I’m not sure what I was expecting, but she didn’t have a list of things that needed fixing for when Duke students visited for a few days. And I, in a situation where I felt out of place and like I was imposing, wasn’t able to use conversation to ease the tension and get to know her before getting straight to the point. I was absolutely aware of how wrong it seemed to enter into the space that they had been living in for two years and assume that there was work for us to do. I felt so awkward about not being able to establish a connection before addressing that we were volunteers. She was nothing but gracious, though, and accepted our intentions wholeheartedly. In Jordan, we all use the phrase “inshAllah” very often, which means “God willing,” and expresses hopefulness for the future and acknowledges that without God’s help it cannot be done. This situation was no exception.

She called her husband and her son, our age or likely older, to join us. Both had just finished their day of work on the farm and entered with such charismatic expressions, wanting to help. We introduced ourselves more properly this time, and did our best to explain again why we were there. After a few back and forths, he made it clear that we were welcome to help anytime, but that there wasn’t anything specific that he could think to give us to work on besides manual labor on the farm. Deciding that this would be a good way to figure out what else we could help with, we happily accepted.

We met with the manager of the farm, who along with the father of the first family we visited gave us a tour of the grounds. The farm is incredibly expansive and very well kept, and I saw all the produce and vegetables that I had been eating since arriving in Jordan. Rows of trees of apricots, peaches, saturn peaches (an incredible discovery of mine since arriving in Jordan), plums, and apples were separated by paths of white fish tank rocks. Their watermelons are being grown under different conditions as part of an experiment, including as melon hybrids, and when we commented on their impressive size, they claimed that they would grow to be twice as big. Around eight massive plastic greenhouses covered their tomato crops, they have 300 sheep, chickens and goats everywhere, around 10 camels and one white horse. It is an astounding production. I was in awe of the beauty and size of the place, and getting to spend time with the men who showed us definitely allowed us to bond with them. Our friendship now consists of agreeing on how delicious the fruits are and pointing at different plants to learn their names in the other’s language.
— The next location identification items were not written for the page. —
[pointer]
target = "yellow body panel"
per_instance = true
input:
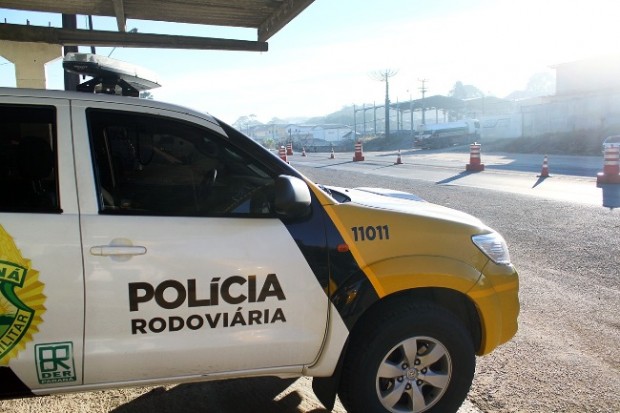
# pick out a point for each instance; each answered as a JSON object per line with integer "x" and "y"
{"x": 426, "y": 248}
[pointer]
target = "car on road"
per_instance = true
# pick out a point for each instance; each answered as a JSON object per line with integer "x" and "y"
{"x": 145, "y": 243}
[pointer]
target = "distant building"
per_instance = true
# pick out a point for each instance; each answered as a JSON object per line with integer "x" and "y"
{"x": 587, "y": 76}
{"x": 587, "y": 100}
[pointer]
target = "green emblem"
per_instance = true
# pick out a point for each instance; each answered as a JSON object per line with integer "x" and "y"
{"x": 15, "y": 316}
{"x": 21, "y": 299}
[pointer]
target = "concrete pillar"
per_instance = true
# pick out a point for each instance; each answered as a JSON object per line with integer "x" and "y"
{"x": 29, "y": 60}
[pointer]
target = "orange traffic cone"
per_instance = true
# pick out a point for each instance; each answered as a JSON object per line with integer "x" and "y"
{"x": 544, "y": 173}
{"x": 474, "y": 164}
{"x": 358, "y": 156}
{"x": 399, "y": 160}
{"x": 282, "y": 154}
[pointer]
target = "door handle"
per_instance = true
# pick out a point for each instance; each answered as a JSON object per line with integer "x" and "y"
{"x": 117, "y": 250}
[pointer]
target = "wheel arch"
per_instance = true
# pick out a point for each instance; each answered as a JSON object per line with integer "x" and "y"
{"x": 457, "y": 303}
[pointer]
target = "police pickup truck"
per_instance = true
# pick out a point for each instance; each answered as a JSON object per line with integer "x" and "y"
{"x": 145, "y": 243}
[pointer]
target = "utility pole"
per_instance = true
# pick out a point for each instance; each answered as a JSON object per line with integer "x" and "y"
{"x": 385, "y": 77}
{"x": 423, "y": 90}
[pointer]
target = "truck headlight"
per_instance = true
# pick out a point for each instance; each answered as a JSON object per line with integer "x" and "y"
{"x": 493, "y": 246}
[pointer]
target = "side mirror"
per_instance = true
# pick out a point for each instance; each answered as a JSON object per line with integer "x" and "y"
{"x": 292, "y": 196}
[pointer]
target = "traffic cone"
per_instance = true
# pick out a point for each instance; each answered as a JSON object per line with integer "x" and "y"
{"x": 399, "y": 160}
{"x": 282, "y": 154}
{"x": 611, "y": 167}
{"x": 358, "y": 152}
{"x": 544, "y": 173}
{"x": 474, "y": 164}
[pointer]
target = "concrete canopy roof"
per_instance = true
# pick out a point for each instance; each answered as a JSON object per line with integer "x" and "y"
{"x": 266, "y": 16}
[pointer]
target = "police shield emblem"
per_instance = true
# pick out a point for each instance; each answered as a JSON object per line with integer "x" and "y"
{"x": 21, "y": 299}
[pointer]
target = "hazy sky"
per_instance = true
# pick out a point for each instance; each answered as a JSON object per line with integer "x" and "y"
{"x": 324, "y": 59}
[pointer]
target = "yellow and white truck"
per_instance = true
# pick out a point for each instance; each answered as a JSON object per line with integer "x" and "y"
{"x": 145, "y": 243}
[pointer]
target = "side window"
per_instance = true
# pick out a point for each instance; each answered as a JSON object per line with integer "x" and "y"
{"x": 151, "y": 165}
{"x": 28, "y": 159}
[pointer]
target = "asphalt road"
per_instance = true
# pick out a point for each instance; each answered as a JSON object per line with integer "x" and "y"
{"x": 566, "y": 246}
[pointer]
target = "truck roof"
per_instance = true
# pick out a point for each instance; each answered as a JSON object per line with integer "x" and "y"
{"x": 101, "y": 97}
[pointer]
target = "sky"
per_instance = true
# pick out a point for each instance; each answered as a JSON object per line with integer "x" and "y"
{"x": 328, "y": 56}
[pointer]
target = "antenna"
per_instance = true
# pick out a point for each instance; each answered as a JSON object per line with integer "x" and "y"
{"x": 385, "y": 77}
{"x": 109, "y": 76}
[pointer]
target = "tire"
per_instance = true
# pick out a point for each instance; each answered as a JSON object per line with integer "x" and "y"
{"x": 410, "y": 358}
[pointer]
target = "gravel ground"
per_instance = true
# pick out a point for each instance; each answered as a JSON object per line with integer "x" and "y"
{"x": 565, "y": 357}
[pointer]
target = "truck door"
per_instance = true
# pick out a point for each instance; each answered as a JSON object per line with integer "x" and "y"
{"x": 188, "y": 270}
{"x": 41, "y": 273}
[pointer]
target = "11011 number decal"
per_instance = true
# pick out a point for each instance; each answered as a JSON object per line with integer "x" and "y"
{"x": 370, "y": 233}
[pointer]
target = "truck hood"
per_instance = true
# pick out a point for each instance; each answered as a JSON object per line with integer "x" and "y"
{"x": 404, "y": 202}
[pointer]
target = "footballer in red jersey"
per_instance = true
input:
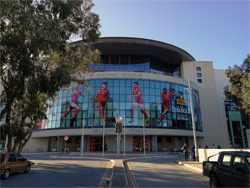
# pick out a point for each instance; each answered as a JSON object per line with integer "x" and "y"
{"x": 103, "y": 96}
{"x": 138, "y": 102}
{"x": 73, "y": 104}
{"x": 165, "y": 100}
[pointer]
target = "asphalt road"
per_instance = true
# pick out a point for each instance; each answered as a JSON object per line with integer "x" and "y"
{"x": 56, "y": 172}
{"x": 162, "y": 172}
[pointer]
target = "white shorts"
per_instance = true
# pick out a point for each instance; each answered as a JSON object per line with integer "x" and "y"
{"x": 137, "y": 105}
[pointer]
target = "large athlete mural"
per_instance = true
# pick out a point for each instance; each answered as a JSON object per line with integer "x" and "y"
{"x": 165, "y": 101}
{"x": 138, "y": 102}
{"x": 103, "y": 96}
{"x": 73, "y": 104}
{"x": 69, "y": 107}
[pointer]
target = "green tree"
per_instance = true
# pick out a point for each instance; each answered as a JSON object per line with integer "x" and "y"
{"x": 37, "y": 60}
{"x": 239, "y": 90}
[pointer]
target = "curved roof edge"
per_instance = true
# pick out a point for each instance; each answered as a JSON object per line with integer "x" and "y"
{"x": 136, "y": 40}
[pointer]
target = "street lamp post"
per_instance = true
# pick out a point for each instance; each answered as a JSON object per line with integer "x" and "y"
{"x": 144, "y": 144}
{"x": 192, "y": 117}
{"x": 82, "y": 140}
{"x": 124, "y": 134}
{"x": 103, "y": 140}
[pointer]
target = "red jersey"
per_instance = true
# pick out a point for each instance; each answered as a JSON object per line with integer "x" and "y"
{"x": 166, "y": 98}
{"x": 137, "y": 91}
{"x": 75, "y": 96}
{"x": 103, "y": 95}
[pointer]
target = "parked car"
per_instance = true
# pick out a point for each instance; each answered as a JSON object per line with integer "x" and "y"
{"x": 232, "y": 169}
{"x": 13, "y": 162}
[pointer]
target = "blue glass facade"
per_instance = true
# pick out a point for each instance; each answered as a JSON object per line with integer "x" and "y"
{"x": 178, "y": 115}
We are all optimistic now about what we can do to making a lasting impact on the community. We are considering bringing outhouses and water to the fields, an AC unit for the mosque, and mobile homes to replace the tents. This weekend we are regrouping with our program to discuss moving forward and how we can best improve one or two aspect of their lives. InshAllah, we will be back with some good news about our project and the people that we have met and will meet through this experience.